### __WordsOfChessAndAI - Metadata__ 

#### __Goal__

Define a method to extract some metadata about:
- title
- abstract
- DOI

For the Author and abstract I will use Pytesseract, an OCR (Optical Character Recognizer), to extract from images the text; and then, I will handle some string types to 
retrieve the information that I need.

In [62]:
size = 10
main_path = "articles/"
target_word = "abstract"

In [63]:
import os

def get_path_files(path: str) -> list:
    path_files = []

    for item in os.listdir(path):
        if not item.endswith(".pdf"):
            print("Not a pdf", item, "\n")

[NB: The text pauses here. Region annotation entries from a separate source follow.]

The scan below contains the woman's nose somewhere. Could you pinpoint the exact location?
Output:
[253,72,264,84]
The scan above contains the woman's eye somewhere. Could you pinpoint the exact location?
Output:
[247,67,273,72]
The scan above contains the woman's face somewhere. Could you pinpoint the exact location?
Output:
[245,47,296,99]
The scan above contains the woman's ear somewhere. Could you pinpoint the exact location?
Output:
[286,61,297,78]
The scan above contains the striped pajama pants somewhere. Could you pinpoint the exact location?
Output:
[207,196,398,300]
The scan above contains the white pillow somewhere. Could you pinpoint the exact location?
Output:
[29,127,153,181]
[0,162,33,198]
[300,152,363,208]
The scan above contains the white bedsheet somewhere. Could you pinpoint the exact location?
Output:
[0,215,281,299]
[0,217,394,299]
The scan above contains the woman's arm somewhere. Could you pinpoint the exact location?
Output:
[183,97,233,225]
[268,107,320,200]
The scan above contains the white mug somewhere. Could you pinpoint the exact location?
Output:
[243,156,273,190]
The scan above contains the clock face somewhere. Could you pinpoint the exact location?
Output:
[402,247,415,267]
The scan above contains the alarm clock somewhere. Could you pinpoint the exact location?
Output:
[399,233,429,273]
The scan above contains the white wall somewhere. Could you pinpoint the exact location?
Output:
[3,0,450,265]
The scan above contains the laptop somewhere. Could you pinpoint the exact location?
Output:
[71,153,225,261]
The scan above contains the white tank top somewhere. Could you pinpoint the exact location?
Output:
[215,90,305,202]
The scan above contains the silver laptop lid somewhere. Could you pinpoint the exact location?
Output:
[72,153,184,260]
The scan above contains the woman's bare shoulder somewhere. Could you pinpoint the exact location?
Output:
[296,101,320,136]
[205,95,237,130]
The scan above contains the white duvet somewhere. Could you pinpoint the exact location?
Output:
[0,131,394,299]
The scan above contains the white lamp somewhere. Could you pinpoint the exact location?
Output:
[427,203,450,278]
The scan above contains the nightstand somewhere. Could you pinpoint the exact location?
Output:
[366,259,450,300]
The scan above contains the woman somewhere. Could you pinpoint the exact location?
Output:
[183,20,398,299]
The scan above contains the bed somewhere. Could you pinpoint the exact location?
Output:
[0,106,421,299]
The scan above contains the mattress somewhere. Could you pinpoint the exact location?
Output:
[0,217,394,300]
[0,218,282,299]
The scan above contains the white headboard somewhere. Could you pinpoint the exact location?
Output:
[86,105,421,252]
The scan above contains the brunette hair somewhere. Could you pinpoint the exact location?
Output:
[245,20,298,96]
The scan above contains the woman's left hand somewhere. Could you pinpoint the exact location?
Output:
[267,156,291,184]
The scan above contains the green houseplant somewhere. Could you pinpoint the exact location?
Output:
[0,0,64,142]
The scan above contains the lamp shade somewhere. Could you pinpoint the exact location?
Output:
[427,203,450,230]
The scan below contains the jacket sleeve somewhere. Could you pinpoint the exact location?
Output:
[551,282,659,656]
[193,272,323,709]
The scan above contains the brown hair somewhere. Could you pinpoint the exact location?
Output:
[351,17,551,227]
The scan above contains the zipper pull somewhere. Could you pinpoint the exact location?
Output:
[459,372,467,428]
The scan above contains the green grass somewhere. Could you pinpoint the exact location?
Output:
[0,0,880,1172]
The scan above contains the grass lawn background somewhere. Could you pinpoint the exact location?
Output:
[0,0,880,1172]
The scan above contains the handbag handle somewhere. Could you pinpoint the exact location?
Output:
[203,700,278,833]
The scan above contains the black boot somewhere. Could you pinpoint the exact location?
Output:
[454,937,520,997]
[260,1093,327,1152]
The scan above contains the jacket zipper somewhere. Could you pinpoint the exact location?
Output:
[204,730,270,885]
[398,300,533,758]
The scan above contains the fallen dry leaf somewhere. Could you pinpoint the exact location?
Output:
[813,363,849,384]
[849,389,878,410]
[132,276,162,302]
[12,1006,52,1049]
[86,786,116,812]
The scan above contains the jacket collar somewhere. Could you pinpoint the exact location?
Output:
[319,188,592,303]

        path_files.append(path + item)

    return path_files

path_files = get_path_files(main_path)

Took each path now I will start to convert the files to images. This is useful to extract text with Pytesseract.

In [None]:
import pytesseract

from typing import Dict
from pdf2image import convert_from_path

class ScannedText:
    def __init__(self, index: int, text: str):
        self.index = index
        self.text = text

def convert_file_to_images(path: str) -> list:
    try:
        return convert_from_path(path)[:2]
    except Exception as e:
        print("Error during conversion from file to image:", e, "\n")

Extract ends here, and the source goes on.